Ricupero next contends that the bar imposed by the NASD is improper because it is punitive, not remedial. We disagree. In considering the SEC's sustainer of sanctions, "[o]ur foremost consideration must . . . be whether [a] sanction protects the trading public from further harm." McCarthy, 406 F.3d at 188. "Although general deterrence is not, by itself, sufficient justification for expulsion or suspension, . . . it may be considered as part of the overall remedial inquiry." Id. at 189. Here, in light of, inter alia, the NASD's self-regulatory function; the importance of the information requested; the NASD's repeated attempts to obtain a response; the seriousness of Rule 8210 violations generally; and the need to prevent Ricupero from reentering the securities industry, we find that the SEC acted within its discretion in concluding that a permanent bar was the appropriate remedy for Ricupero's violations.
Finally, Ricupero argues that the SEC erred in failing to explain why a lesser sanction should not have been imposed. Ricupero's argument fails. As a preliminary matter, the SEC is not required to impose the least onerous sanction available to it. See Paz Secs., Inc. v. SEC, 566 F.3d 1172, 1176 (D.C. Cir. 2009). In this case, the SEC properly applied the NASD's Sanction Guidelines, as well as its accompanying "Principal Considerations," and explained in detail its reasons for rejecting Ricupero's contention that a lesser sanction was appropriate. We therefore conclude that the SEC sufficiently provided its reasons for sustaining the permanent bar imposed by the NASD.

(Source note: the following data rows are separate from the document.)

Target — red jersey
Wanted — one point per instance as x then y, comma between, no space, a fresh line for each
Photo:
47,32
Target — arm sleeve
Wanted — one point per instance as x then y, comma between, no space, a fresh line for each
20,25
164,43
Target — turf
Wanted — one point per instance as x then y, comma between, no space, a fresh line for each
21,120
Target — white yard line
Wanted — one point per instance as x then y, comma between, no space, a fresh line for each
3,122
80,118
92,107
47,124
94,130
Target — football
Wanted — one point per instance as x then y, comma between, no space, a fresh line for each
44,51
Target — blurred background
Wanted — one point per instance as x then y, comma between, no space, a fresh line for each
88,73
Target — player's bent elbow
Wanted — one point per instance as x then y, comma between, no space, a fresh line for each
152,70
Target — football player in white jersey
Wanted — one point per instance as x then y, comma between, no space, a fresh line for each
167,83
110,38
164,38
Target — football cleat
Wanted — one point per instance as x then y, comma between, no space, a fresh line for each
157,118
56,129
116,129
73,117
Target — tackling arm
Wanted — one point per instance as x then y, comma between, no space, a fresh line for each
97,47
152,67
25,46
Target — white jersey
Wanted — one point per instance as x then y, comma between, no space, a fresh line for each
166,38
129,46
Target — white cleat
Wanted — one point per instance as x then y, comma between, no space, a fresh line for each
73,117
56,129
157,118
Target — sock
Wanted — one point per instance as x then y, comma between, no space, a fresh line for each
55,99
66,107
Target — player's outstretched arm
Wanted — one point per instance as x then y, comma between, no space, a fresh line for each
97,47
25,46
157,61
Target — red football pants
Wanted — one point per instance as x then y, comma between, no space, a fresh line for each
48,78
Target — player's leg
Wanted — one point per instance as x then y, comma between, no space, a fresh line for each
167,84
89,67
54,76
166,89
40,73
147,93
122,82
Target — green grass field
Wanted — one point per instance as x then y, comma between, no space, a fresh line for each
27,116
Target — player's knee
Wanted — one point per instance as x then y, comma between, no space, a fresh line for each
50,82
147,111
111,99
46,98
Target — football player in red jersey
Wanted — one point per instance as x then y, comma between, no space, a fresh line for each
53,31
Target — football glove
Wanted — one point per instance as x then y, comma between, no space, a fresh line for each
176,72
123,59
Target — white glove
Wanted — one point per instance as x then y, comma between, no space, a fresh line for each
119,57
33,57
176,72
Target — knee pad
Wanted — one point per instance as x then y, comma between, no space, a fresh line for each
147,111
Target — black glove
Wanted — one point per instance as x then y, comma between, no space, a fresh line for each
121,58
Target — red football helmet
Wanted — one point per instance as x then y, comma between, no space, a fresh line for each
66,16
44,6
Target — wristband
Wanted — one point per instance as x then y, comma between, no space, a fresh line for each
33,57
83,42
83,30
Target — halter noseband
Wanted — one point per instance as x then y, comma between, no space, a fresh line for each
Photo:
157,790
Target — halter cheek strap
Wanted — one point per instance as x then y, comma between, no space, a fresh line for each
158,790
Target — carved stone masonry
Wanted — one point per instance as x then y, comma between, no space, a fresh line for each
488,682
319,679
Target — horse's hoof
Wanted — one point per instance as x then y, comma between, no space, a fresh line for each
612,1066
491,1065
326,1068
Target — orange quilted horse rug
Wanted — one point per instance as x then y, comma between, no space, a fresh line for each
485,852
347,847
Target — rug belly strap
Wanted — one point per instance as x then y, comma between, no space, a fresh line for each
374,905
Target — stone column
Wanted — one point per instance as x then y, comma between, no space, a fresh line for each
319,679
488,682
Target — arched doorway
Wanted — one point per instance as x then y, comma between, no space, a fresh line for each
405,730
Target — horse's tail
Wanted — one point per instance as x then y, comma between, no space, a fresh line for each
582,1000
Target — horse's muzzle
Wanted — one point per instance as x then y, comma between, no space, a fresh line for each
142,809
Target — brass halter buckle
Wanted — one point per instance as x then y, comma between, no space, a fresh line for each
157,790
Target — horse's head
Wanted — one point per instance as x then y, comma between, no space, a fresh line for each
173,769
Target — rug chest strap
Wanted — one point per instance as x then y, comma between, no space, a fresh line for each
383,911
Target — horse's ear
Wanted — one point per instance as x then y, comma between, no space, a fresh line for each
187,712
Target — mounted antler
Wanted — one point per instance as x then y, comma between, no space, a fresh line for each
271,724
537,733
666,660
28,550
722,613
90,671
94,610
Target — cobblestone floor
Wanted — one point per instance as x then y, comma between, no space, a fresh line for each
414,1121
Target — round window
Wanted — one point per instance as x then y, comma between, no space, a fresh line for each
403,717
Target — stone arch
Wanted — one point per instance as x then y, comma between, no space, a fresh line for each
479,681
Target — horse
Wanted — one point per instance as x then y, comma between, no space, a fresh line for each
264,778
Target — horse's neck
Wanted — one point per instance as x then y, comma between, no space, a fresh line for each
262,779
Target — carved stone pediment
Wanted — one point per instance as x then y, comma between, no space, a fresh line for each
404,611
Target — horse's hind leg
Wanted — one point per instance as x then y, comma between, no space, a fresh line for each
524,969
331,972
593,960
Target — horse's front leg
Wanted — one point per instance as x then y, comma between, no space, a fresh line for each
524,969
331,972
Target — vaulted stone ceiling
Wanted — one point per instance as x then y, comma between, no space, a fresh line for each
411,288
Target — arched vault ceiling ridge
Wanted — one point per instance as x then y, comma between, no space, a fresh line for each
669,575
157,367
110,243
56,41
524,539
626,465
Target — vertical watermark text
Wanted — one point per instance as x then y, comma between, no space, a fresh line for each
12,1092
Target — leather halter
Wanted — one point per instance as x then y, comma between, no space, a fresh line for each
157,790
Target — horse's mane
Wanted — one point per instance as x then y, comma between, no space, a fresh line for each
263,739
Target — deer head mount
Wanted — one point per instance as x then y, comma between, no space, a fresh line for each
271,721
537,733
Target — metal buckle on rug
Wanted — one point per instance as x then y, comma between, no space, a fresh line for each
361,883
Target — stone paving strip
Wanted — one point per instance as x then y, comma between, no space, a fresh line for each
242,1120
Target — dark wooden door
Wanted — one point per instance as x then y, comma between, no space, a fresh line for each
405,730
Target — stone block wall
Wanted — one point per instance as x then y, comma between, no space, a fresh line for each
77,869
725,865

We have reviewed Ricupero's remaining arguments and find them to be waived or without merit. See 15 U.S.C. § 78y(c)(1) ("No objection to an order or rule of the [Securities and Exchange] Commission, for which review is sought under this section, may be considered by the court unlessit was urged before the Commission or there was reasonable ground for failure to do so."). For the foregoing reasons, the petition for review is DENIED.